Auch Klaus Schrankenmüller, Personalrat am Staatstheater, hält die Eingruppierungsstufen für zu niedrig: „80 bis 100 unserer Leute sind heute im Streik, allerdings werden bei Bedarf Leute von außen eingesetzt, damit keine Vorstellung ausfällt.“

Was die Demonstranten besonders fürchten, ist eine noch schmalere Rente: „Wer uns an die betriebliche Altersversorgung will, der macht keinen guten Job“, sagt Cuno Hägele, der Stuttgarter Bezirksgeschäftsführer von Verdi. „Meine Rente liegt nach 40 Dienstjahren im dreistelligen Bereich“, sagt eine Demonstrantin, die bei der Kriminalpolizei angestellt ist. Viele jüngeren Kollegen, die durchschnittlich 1600 Euro netto verdienten und keine Aufstiegsmöglichkeiten hätten, „haben einen zweiten Job“.
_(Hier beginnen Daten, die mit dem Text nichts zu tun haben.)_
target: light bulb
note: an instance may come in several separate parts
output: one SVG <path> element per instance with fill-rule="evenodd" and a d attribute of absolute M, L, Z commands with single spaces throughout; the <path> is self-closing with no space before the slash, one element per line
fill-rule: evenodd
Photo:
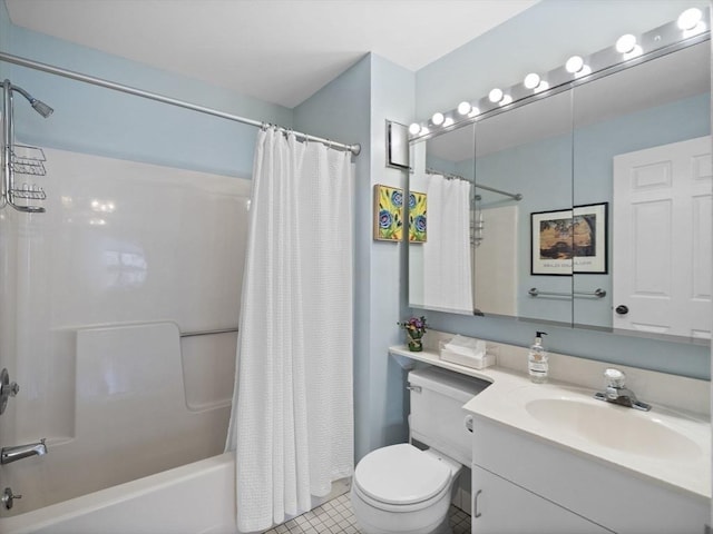
<path fill-rule="evenodd" d="M 539 75 L 535 72 L 530 72 L 529 75 L 527 75 L 524 81 L 525 87 L 528 89 L 535 89 L 537 86 L 539 86 L 539 82 L 540 82 Z"/>
<path fill-rule="evenodd" d="M 619 37 L 616 40 L 616 51 L 619 53 L 628 53 L 636 48 L 636 38 L 631 33 Z"/>
<path fill-rule="evenodd" d="M 460 115 L 468 115 L 471 108 L 470 102 L 462 101 L 458 105 L 458 112 Z"/>
<path fill-rule="evenodd" d="M 498 89 L 495 88 L 492 89 L 489 93 L 488 93 L 488 99 L 492 102 L 492 103 L 497 103 L 500 100 L 502 100 L 504 93 L 502 93 L 502 89 Z"/>
<path fill-rule="evenodd" d="M 582 59 L 579 56 L 573 56 L 565 63 L 565 69 L 567 69 L 567 72 L 572 72 L 573 75 L 575 72 L 579 72 L 583 67 L 584 67 L 584 59 Z"/>
<path fill-rule="evenodd" d="M 686 9 L 683 13 L 678 16 L 678 20 L 676 21 L 676 23 L 678 24 L 678 28 L 684 31 L 692 30 L 696 26 L 699 26 L 699 22 L 701 22 L 702 18 L 703 18 L 703 12 L 700 9 L 691 8 L 691 9 Z"/>
<path fill-rule="evenodd" d="M 549 83 L 545 80 L 540 81 L 539 85 L 535 88 L 535 92 L 543 92 L 549 89 Z"/>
Unter den Demonstranten sind auch Mitarbeiter des Stuttgarter Gartenbauamts. Vorsorglich. „Wir machen eine kämpferische Mittagspause, denn wir fürchten, dass die Kürzung der Altersversorgung auch bei den Kommunen kommen soll“, sagt der Personalratsvorsitzende Jürgen Rönsch.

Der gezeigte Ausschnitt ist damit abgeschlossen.